# Introduction

Metro systems are an interesting way to learn more about the growth of a city over time. You can see things like how the city expanded as public transit spread farther and farther from the original city limits. You can also see how the city center moved from certain neighborhoods to others. One example of this is the city of Paris, where I currently live, which started off just having metro stops along the river, and then quickly spread to a more circular shape over time. The gif below shows that progression over time. Blue dots are metro stops and the red dot is the center of the metro system.

By the end of this post you will be able to make that gif yourself, as well as gifs for three other European cities. To do this we’ll be playing around with several R packages with the final goal of making gifs with Delaunay triangulations. Of the packages we’ll be using, several will be from the tidyverse. However, instead of loading them all in one package, we’ll load each separately so you can get a better idea for what each package can be used for. In the future though I highly recommend the single library(tidyverse) call to make your life easier. I’ve already started updating my old scripts with the new bundled package!

TAKE AWAY POINTS FROM THIS POST

• With ggmap you can use Google Maps within the ggplot2 environment.

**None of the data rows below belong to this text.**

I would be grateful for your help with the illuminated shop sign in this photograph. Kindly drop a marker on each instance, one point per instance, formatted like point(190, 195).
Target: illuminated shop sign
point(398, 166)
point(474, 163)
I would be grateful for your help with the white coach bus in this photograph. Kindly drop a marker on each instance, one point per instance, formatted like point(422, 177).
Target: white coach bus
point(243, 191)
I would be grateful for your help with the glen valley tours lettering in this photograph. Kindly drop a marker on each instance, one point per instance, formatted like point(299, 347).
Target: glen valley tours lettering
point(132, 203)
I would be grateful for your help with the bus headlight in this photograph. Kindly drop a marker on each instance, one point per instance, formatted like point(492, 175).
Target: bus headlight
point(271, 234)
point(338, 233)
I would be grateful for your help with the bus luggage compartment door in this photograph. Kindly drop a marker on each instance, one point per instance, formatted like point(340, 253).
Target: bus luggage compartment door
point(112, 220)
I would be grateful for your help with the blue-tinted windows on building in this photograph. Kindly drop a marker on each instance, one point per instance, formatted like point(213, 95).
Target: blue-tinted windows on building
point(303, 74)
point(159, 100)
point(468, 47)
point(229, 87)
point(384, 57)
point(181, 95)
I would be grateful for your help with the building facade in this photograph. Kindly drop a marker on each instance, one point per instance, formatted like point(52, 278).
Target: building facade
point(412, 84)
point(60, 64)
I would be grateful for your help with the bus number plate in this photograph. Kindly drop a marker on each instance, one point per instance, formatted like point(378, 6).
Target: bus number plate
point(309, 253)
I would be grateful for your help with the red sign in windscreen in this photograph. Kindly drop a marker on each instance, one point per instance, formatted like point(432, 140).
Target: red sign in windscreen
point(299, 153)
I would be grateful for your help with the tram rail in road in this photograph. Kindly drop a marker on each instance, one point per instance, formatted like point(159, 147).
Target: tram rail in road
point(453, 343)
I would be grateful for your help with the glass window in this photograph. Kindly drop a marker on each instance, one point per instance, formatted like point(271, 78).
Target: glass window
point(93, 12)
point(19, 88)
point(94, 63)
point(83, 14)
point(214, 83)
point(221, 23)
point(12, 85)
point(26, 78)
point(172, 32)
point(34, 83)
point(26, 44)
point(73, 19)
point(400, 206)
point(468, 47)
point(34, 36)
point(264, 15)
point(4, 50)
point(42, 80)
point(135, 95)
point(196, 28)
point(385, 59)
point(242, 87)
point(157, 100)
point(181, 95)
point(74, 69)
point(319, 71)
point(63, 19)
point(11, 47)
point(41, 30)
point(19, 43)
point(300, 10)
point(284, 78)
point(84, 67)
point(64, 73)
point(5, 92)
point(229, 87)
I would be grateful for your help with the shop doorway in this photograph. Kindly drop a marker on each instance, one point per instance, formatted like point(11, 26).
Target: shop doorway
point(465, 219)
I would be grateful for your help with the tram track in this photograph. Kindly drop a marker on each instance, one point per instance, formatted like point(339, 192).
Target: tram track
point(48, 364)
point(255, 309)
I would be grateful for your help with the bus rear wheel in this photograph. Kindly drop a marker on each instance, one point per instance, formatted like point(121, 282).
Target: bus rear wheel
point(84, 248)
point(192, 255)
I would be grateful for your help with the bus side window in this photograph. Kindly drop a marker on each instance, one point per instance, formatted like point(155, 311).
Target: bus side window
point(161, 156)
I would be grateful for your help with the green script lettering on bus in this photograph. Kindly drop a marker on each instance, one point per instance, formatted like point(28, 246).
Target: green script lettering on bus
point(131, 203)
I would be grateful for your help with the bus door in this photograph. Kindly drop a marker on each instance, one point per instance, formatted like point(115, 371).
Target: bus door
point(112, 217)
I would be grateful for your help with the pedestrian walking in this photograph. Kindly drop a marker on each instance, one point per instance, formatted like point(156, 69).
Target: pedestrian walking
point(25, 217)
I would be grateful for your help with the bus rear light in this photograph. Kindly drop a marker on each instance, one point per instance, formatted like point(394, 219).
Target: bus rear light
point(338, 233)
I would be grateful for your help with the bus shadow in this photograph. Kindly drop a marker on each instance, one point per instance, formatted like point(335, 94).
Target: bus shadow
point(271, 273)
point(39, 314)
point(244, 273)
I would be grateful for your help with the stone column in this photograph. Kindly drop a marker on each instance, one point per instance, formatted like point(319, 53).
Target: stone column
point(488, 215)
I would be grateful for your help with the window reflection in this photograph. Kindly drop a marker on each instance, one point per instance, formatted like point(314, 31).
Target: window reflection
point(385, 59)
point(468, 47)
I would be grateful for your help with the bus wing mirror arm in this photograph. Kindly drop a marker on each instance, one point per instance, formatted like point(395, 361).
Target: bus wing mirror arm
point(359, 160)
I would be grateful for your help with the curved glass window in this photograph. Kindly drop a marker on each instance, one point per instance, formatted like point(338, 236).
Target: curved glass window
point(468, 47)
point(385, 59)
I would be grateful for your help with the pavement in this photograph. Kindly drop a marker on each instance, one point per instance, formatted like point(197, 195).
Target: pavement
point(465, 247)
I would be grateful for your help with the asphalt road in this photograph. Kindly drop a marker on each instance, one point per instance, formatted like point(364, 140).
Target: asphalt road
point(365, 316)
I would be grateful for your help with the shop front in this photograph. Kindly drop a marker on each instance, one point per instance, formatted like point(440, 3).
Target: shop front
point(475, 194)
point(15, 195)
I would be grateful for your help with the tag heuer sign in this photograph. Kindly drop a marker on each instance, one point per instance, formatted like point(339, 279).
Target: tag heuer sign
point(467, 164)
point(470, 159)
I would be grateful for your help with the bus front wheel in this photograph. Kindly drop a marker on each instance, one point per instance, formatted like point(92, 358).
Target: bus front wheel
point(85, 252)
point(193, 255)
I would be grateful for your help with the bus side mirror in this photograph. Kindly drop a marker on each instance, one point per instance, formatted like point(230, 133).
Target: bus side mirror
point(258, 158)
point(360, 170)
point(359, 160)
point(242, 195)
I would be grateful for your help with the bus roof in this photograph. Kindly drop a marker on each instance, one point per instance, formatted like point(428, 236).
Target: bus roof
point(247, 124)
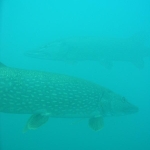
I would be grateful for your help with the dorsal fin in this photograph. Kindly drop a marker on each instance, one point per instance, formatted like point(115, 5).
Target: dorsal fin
point(2, 65)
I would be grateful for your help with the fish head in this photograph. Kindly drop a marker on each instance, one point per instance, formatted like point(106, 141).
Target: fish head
point(115, 104)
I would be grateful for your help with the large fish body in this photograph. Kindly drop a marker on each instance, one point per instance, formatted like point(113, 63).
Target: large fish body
point(105, 50)
point(47, 95)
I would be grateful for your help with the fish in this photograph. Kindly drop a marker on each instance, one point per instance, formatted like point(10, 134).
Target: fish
point(105, 50)
point(44, 95)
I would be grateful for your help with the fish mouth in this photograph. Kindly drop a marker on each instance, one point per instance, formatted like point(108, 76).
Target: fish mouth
point(132, 109)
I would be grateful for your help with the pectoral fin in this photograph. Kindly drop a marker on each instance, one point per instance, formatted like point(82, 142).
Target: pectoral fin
point(36, 120)
point(96, 123)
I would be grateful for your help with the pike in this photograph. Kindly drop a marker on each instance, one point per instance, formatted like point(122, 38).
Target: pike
point(45, 95)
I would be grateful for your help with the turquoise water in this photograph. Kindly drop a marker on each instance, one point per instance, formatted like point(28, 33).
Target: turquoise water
point(26, 25)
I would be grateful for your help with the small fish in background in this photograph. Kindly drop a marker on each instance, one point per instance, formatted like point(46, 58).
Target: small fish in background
point(44, 95)
point(104, 50)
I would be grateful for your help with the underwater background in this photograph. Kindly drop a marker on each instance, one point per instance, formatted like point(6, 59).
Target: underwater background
point(26, 24)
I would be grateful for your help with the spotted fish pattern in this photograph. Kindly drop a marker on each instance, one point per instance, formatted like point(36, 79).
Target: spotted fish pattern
point(45, 94)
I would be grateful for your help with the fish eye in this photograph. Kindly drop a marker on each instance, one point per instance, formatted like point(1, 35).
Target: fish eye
point(123, 99)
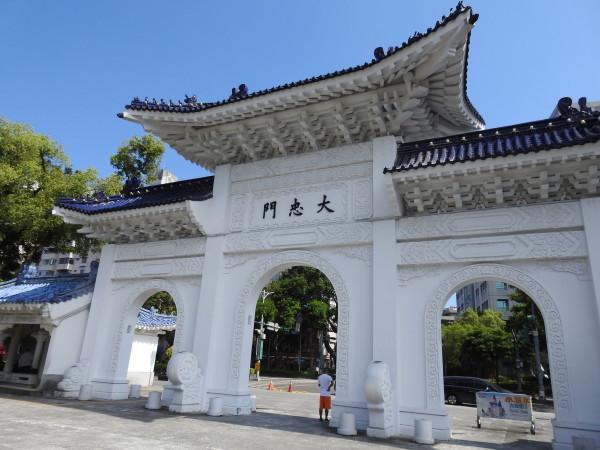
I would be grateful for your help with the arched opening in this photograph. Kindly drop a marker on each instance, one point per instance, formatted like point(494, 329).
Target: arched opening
point(23, 349)
point(152, 340)
point(294, 336)
point(493, 338)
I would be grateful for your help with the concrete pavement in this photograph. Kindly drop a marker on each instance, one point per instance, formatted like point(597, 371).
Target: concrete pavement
point(283, 420)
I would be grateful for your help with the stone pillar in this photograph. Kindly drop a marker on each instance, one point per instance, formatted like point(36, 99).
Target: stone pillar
point(590, 208)
point(12, 349)
point(385, 326)
point(40, 339)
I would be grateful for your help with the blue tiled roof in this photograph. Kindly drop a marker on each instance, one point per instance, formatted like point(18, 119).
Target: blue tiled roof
point(163, 194)
point(150, 319)
point(45, 289)
point(549, 134)
point(192, 105)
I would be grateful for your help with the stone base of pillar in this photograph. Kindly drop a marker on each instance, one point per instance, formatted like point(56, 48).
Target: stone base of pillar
point(187, 398)
point(380, 433)
point(359, 409)
point(234, 403)
point(110, 389)
point(167, 395)
point(440, 422)
point(573, 436)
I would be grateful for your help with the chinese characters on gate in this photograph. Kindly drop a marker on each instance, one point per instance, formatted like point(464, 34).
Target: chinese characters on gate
point(296, 208)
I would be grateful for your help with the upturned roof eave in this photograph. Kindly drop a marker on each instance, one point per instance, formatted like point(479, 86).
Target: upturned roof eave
point(253, 105)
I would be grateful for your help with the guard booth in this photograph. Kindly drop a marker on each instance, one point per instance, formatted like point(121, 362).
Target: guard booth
point(404, 198)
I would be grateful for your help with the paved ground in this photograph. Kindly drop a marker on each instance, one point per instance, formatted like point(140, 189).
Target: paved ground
point(283, 420)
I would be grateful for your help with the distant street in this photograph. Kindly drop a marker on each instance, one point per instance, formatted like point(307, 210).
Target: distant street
point(283, 420)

• Delaunay triangulation is a way to compute the area and centroid of a strangely shaped polygon, and can be computed in R with the deldir package.

• The package gganimate can be used to show time series data as an animation.

• For some reason Barcelona only felt the need for one metro stop in 1912.

# Data

Today’s data is the location of metro stops in four European cities: Paris, Berlin, Barcelona, and Prague. To collect the names of stops from each city I went to the Wikipedia article for each respective city’s metro system. I also coded if the stop was actually in the city being analyzed or a different town, usually bordering the city.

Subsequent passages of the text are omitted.